Netanyahu called for the Palestinians under the Palestinian Authority (as opposed to those in the Gaza strip under Hamas), to begin negotiations immediately without preconditions.

Netanyahu said that the Palestinians must acknowledge Israel as the nation-state of the Jewish people and refrain from violence. He said that previous territorial withdrawals by Israelis have not lessened the hatred.

“We evacuated every last inch of the Gaza strip, we uprooted tens of settlements and evicted thousands of Israelis from their homes, and in response, we received a hail of missiles on our cities, townhalls and children,” he said.

Demilitarization

Besides Palestinian recognition of Israel as a state of the Jewish people, another precondition Netanyahu addressed was demilitarization of the Palestinian territory.

“Without these two conditions, there is a real danger that an armed Palestinian state would emerge that would become another terrorist base against the Jewish state, such as the one in Gaza,” he said. “On a matter so critical to the existence of Israel, we must first have our security needs addressed,” he said.

During his speech, he repeatedly stressed that what he utters is the wide consensus within Israel.

By “demilitarized state,” Netanyahu means an entity without an army, without control of its airspace, and with effective security measures to prevent weapons being smuggled into it, and that will not be able to forge military pacts. He asks for the international community, led by the U.S., to assure those conditions.

Experts say that by acknowledging a future Palestinian state, Netanyahu seems to be trying to persuade President Obama to back down over the issue of building within settlements in the West Bank. Freezing of such building could highly endanger his right-wing coalition.

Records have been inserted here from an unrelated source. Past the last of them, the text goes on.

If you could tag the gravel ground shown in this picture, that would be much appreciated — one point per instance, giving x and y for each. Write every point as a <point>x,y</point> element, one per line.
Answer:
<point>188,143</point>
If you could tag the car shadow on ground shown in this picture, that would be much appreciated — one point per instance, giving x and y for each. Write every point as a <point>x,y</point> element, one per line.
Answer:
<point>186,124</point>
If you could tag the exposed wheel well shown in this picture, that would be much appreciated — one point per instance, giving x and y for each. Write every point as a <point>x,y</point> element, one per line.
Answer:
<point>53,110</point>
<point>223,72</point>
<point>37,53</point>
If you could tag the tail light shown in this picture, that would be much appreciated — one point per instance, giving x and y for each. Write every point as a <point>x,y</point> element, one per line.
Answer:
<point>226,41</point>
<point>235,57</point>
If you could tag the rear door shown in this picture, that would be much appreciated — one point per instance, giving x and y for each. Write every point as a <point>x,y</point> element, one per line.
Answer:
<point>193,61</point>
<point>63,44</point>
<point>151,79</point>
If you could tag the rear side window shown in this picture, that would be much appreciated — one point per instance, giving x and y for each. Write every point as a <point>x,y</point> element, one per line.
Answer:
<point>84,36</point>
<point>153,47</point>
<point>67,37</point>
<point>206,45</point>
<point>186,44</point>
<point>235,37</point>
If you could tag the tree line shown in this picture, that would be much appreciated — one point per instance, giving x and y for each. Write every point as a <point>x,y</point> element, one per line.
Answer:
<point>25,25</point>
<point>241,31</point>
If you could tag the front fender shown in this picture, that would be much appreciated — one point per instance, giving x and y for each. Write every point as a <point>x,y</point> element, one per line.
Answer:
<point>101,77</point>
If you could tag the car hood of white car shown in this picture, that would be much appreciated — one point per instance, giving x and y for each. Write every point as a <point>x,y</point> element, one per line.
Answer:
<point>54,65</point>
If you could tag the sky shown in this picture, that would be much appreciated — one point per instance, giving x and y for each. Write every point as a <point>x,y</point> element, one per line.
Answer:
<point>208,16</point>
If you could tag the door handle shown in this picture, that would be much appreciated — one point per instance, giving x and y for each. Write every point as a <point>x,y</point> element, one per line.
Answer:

Netanyahu said that there is no intention of building new settlements or of expropriating additional land for existing settlements, but that “there is a need to enable the residents to live normal lives, to allow mothers and fathers to raise their children like families elsewhere,” meaning that building to enable what Israel calls “natural growth” must be allowed.

Regarding Jerusalem, Netanyahu said that it must “remain the united capital of Israel with continued religious freedom for all faiths.”

Responses from Palestinians and Jerusalem Post

Mustafa Al-Barghouti, a member of the Palestinian legislature and a political activist, said that Netanyahu’s speech was a great disappointment for the Palestinians. He said that after Obama’s speech in Cairo last week, Netanyahu should have shown greater flexibility.

“Netanyahu only talked about consolidating a system of apartheid,” he said, and added that each of the prerequisites for peace that Netanyahu stipulated are barriers for negotiations. He specifically mentioned Netanyahu’s objection to the return of Palestinian refugees to the pre-1967 Israel borders and the objection to a political compromise in Jerusalem.

Gil Hoffman, political affairs correspondent of the Israeli newspaper The Jerusalem Post expressed his view that the speech was a great breakthrough and a change in Netanyahu’s policy, noting that Netanyahu openly and publicly agreed to a Palestinian state along side Israel. Hoffman highlighted the fact that Netanyahu spoke in name of the Israeli political consensus, and not on his own behalf.

Hoffman argued that this was an answer to Obama’s speech in Cairo. “Obama’s policies are not just going against the opinions of the Israeli right wing, but against the Israeli consensus,” said Hoffman.

Text of Netanyahu remarks taken from government-issued translation.